Therapeutic alternatives to the immediate implant placement are the early implant placement and the late implant placement. Early implant placement after a soft tissue healing period of 4 to 8 weeks is a valuable treatment option which is aimed at obtaining an intact mucosa at the future implant site to allow a predictable contour augmentation on the facial aspect. This approach demonstrated successful long-term results with stable marginal bone levels and marginal soft tissue levels [41, 42]. Late implant placement is a predictable and well-documented procedure with successful results which requires a healing period post extraction of 6 months or longer. For this reason, this is the least attractive option for the patient due to the long treatment period [43, 44].

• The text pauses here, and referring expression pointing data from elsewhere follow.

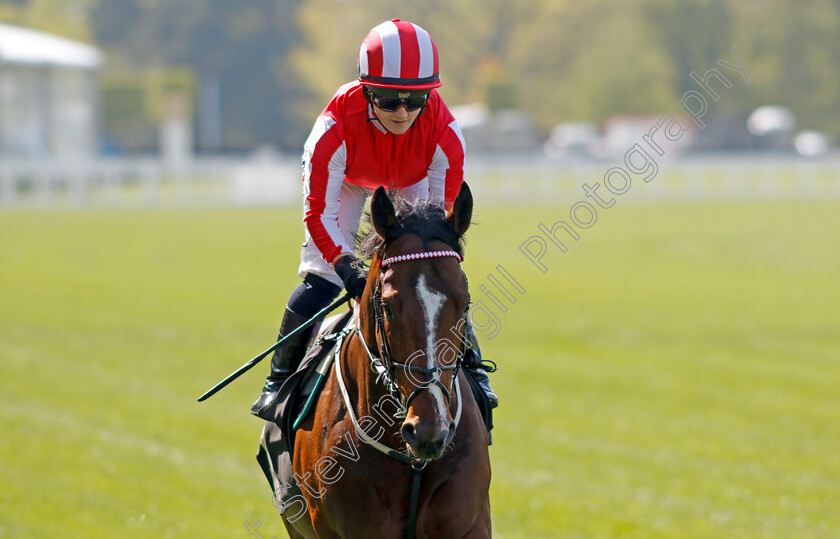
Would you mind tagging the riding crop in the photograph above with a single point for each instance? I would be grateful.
(247, 366)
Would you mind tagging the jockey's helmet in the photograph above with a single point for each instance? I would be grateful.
(399, 54)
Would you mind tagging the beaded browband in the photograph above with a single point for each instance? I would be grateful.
(418, 256)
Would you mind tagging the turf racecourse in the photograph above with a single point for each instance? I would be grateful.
(674, 374)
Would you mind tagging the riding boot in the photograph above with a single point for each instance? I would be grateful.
(284, 362)
(472, 361)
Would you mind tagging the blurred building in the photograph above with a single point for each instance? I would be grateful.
(49, 94)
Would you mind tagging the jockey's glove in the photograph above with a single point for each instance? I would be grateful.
(353, 274)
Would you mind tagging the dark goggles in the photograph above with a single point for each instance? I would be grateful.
(390, 99)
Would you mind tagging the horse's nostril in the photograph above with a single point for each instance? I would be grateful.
(409, 434)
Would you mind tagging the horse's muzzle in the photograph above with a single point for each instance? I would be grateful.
(426, 439)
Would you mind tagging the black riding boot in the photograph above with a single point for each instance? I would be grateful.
(284, 362)
(472, 361)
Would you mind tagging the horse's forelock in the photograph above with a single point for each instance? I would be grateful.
(425, 219)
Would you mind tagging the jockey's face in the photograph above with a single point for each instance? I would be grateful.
(398, 121)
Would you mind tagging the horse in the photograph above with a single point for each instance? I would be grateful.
(396, 446)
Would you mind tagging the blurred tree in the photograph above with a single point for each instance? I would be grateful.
(578, 61)
(238, 50)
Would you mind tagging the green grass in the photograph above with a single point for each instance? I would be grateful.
(674, 374)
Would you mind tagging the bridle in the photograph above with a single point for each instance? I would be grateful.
(384, 364)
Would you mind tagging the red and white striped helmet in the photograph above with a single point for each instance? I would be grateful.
(399, 54)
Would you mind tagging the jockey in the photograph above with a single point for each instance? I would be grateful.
(389, 128)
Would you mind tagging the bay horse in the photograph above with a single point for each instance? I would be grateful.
(396, 446)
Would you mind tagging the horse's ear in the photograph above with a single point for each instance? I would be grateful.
(461, 213)
(382, 213)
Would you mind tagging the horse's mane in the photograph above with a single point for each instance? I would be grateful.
(426, 219)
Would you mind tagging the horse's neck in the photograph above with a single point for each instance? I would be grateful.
(374, 400)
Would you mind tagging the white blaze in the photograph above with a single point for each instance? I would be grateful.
(432, 303)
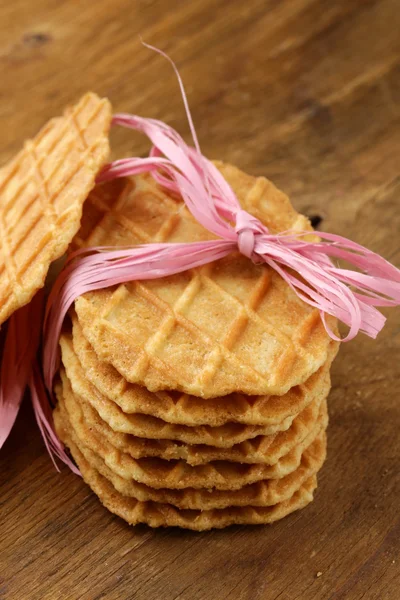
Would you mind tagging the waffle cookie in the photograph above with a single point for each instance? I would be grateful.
(162, 515)
(42, 192)
(142, 425)
(231, 326)
(261, 450)
(189, 410)
(178, 474)
(262, 493)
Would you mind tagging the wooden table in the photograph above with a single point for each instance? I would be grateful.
(306, 92)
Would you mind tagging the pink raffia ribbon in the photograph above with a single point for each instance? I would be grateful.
(307, 267)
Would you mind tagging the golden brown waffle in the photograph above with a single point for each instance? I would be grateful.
(175, 407)
(260, 450)
(177, 474)
(164, 515)
(231, 326)
(42, 192)
(263, 493)
(145, 426)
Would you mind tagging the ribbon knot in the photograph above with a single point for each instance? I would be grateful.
(247, 228)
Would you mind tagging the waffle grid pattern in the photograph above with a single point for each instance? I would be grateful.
(262, 449)
(180, 408)
(178, 474)
(261, 493)
(227, 331)
(42, 192)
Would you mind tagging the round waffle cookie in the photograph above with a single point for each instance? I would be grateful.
(178, 474)
(162, 515)
(264, 449)
(262, 493)
(42, 192)
(146, 426)
(230, 326)
(176, 407)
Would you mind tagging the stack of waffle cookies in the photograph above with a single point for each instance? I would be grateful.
(197, 400)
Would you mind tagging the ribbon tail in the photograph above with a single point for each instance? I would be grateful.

This study had limitations, including the short-term follow-up, the small patient sample, the allocation bias of the patients, and the retrospective nature of the study. Furthermore, there is a lack in literature of studies with a longer observation period which is required to confirm the stability of the grafted areas [26]. Long-term prospective clinical investigations should be carried out to elucidate the clinical and biological reliability of soft tissue grafting procedures performed as well as of the prosthetic approaches used over the years.

6. Conclusion

The favourable success rate recorded in all groups confirmed immediate implant placement as a choice of treatment for replacing anterior single tooth. In soft tissue augmentation, XCM constituted a viable alternative to SCTG in terms of facial soft tissue thickness, buccal marginal stability, and PES.

Data Availability

The data of the manuscript are available from the authors on request. Prof. Giulio Gasparini should be contacted to receive them.

Conflicts of Interest

Paolo De Angelis declares that he has no conflict of interest. Paolo Francesco Manicone declares that he has no conflict of interest. Giulio Gasparini declares that he has no conflict of interest. Silvio De Angelis declares that he has no conflict of interest. Margherita Giorgia Liguori declares that she has no conflict of interest. Ilaria De Filippis declares that she has no conflict of interest. Antonio D’Addona declares that he has no conflict of interest.